La Géorgie reste un acteur clé dans l’évolution des conflits géopolitiques mondiaux actuels et sur lequel il est important de mettre la lumière. Le gouvernement de Kobakhidzé arbore une politique de plus en plus favorable à l’expansionnisme russe rendant impossible toute élargissement de l’Union dans les prochaines années. Le maintien de ce concours journalistique reste une victoire pour l’UE qui persiste à défendre tant bien que mal les droits de l’Homme et les libertés fondamentales, particulièrement la liberté de la presse en récompensant ceux qui osent tenir tête aux tentatives de censure des différents régimes opposés à la démocratie et à l’Etat de droit.
Dans son discours, l’ambassadeur de la délégation de l’UE en Géorgie mentionne les difficultés que le pays rencontre mais reste positif et tente d’insuffler de l’espoir géorgien : “L’environnement médiatique en Géorgie s’est fortement dégradé ces dernières années. Mais tant que les journalistes continuent d’exercer leur métier, les gens ne sont pas laissés dans l’obscurité.”
Le journalisme, une profession menacée
Cependant, Reporters sans frontières (RSF) recense chaque année le niveau de liberté que détient la presse selon les pays. En 2025, on constate que la moyenne chute pour de nombreux pays. La Géorgie est passée de la 103ème position en 2024 à la 114ème en 2025. Mais cette réalité touche aussi des pays européens tels que la Hongrie (68ème), la Bulgarie (70ème), Chypre (77ème) ou encore la Grèce (89ème). Cela illustre la vulnérabilité de l’UE et la nécessité de s’armer face à la politique russe qui ne respecte pas le droit d’autodétermination des Etats, ni le droit international de manière plus large.
Les décès de journalistes aussi se sont multipliés l’année passée. RSF déclare que 67 journalistes ont été tués en voulant informer les citoyens et que cette profession est visée par les régimes autoritaires. 43 % de ces journalistes ont été tués à Gaza.
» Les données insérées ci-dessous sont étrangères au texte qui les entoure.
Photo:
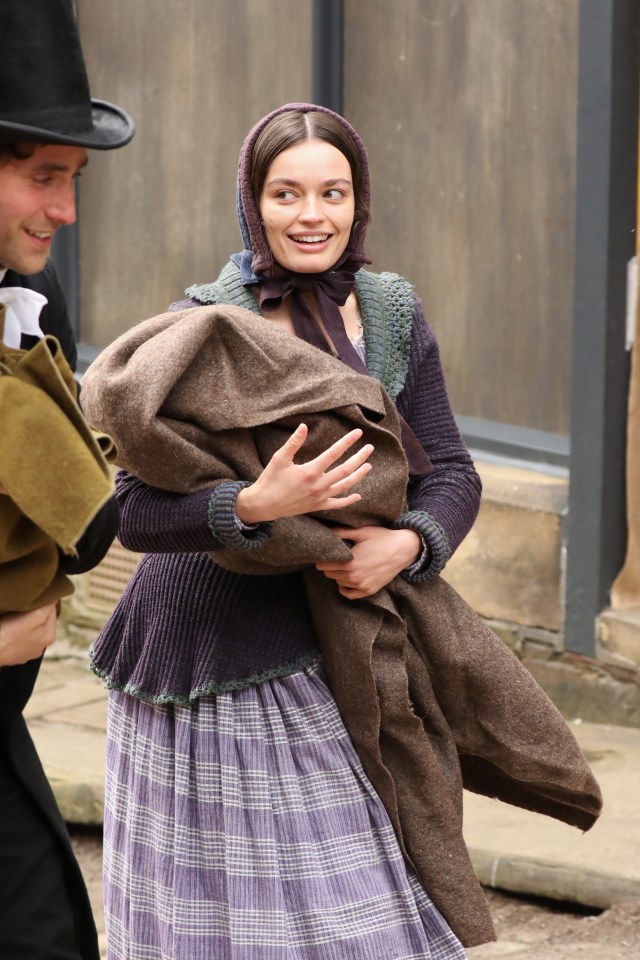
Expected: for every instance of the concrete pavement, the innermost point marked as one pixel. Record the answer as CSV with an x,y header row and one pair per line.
x,y
511,849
Les autres pays les plus meurtriers sont l’Ukraine en raison des frappes russes ainsi que le Soudan, pays en pleine guerre civile depuis 2023.
Les journalistes font aussi face à des tentatives d’intimidation pouvant passer par les “poursuites stratégiques altérant le débat public”, autrement dit “procédures-bâillons” (SLAPP en anglais) consistant à poursuivre en justice une personne, souvent un journaliste, de manière infondée ou avec des procédures judiciaires abusives. Depuis mars 2024, l’UE a adopté des mesures pour lutter contre cette pratique voulant réduire au silence les journalistes et médias.
Cette mesure n’est tout de même pas suffisante face aux menaces russes et américaines qui touchent les pays européens à l’heure actuelle. Les nouvelles mesures toujours plus protectionnistes revendiquées fièrement par Donald Trump ainsi que l’idéologie impérialiste de Vladimir Poutine menacent les journalistes et leur liberté d’expression aujourd’hui plus que jamais en Europe comme dans le reste du monde.